Se è vero che le astronavi extraterrestri esistono, dovrebbero avere dei propulsori talmente efficienti e potenti da coprire distanze enormi, considerando che la velocità della luce per come la conosciamo impiega oltre 2 milioni di anni per arrivare alla galassia più vicina.
Il dibattito sull'esistenza di forme di vita aliene di recente si è riacceso dopo l'avvistamento di Oumuamua, un oggetto volante non identificato scoperto il 19 ottobre del 2017 che è stato definito il primo asteroide interstellare ad essere entrato nel nostro sistema planetario.
Oumuamua (che significa “messaggero che arriva per primo da lontano” in lingua hawaiana, visto che è stato inquadrato per la prima volta da un osservatorio situato alle Hawaii) ha infatti alcune caratteristiche che potrebbero far pensare ad un veicolo realizzato da una forma di intelligenza ignota e non ad un fenomeno naturale come una cometa. Ad esempio non è avvolto da gas come una cometa, si muove più velocemente di un asteroide a 95.000 chilometri l'ora, ha una forma allungata mai vista prima d'ora e una traiettoria molto peculiare, poco assimilabile a quella di altri corpi celesti conosciuti.
Cos'è allora Oumuamua? Gli astrofisici si stanno ancora interrogando e le posizioni sono molteplici: due di questi, Shmuel Bialy e Abraham Loeb dell'Harvard Smithsonian Center for Astrophysics dell'Università di Harvard, hanno avanzato un'ipotesi piuttosto suggestiva, che però secondo il metodo scientifico potrebbe essere, come le altre, plausibile.

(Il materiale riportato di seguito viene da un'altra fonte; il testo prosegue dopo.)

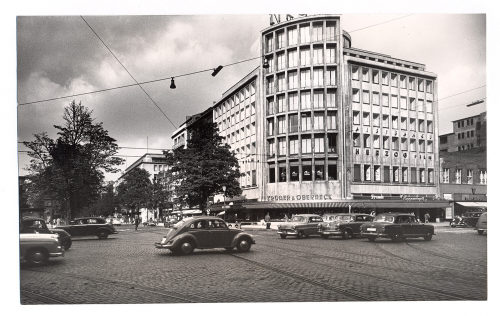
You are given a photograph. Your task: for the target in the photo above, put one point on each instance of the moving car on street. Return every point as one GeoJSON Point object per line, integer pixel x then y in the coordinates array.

Secondo Bialy e Loeb, Oumuamua potrebbe una nave spaziale o ancora più probabilmente una sonda aliena o una parte di essa inviata dalla popolazione di un'altra galassia ad esplorare nuovi mondi. I due lo hanno messo nero su bianco in un articolo pubblicato dalla autorevole rivista Nature, in cui si legge: «Considerando un'origine artificiale, una possibilità è che Oumuamua sia una vela solare, che galleggia nello spazio interstellare come detrito proveniente da un'attrezzatura tecnologicamente avanzata (Loeb 2018). Vele solari con dimensioni simili sono state progettate e costruite dalla nostra stessa civiltà, incluso il progetto Ikaros e la Starshot Initiative2 . La tecnologia delle vele solari potrebbe essere abbondantemente utilizzata per il trasporto di carichi tra i pianeti (Guillochon & Loeb 2015) o tra le stelle (Lingam & Loeb 2017)».
Ma cos'è una vela solare? E' un metodo di propulsone per sonde e satelliti che sfrutta la pressione di radiazione della luce del Sole, la quale a sua volta è una radiazione elettromagnetica che in quanto tale genera una piccola quantità di moto che nello spazio diventa significativa. In sostanza le vele solari sono quei grandi specchi che si vedono attaccati ai satelliti e altri veicoli spaziali. Sono realizzate in materiale plastico, metallico o in altre fibre composite e permettono di risparmiare notevolmente carburante se attivate in abbinamento ai motori a reazione chimica impiegati nelle attuali sonde, satelliti e stazioni spaziali.
Il principio è un po' quello della barca a vela che naviga sfruttando sia il motore termico che la spinta offerta dalle vele, una tecnica che permette di risparmiare molto carburante, oltre che a stabilizzare l'imbarcazione da rollio e beccheggio. La differenza è che al posto del vento, le vele solari sono attivate dalle radiazioni del Sole.
«In alternativa, uno scenario più esotico è quello di Oumuamua può essere una sonda completamente operativa inviata intenzionalmente sulla Terra vicinanza da una civiltà aliena», sostengono Bialy e Loeb. Fantascienza?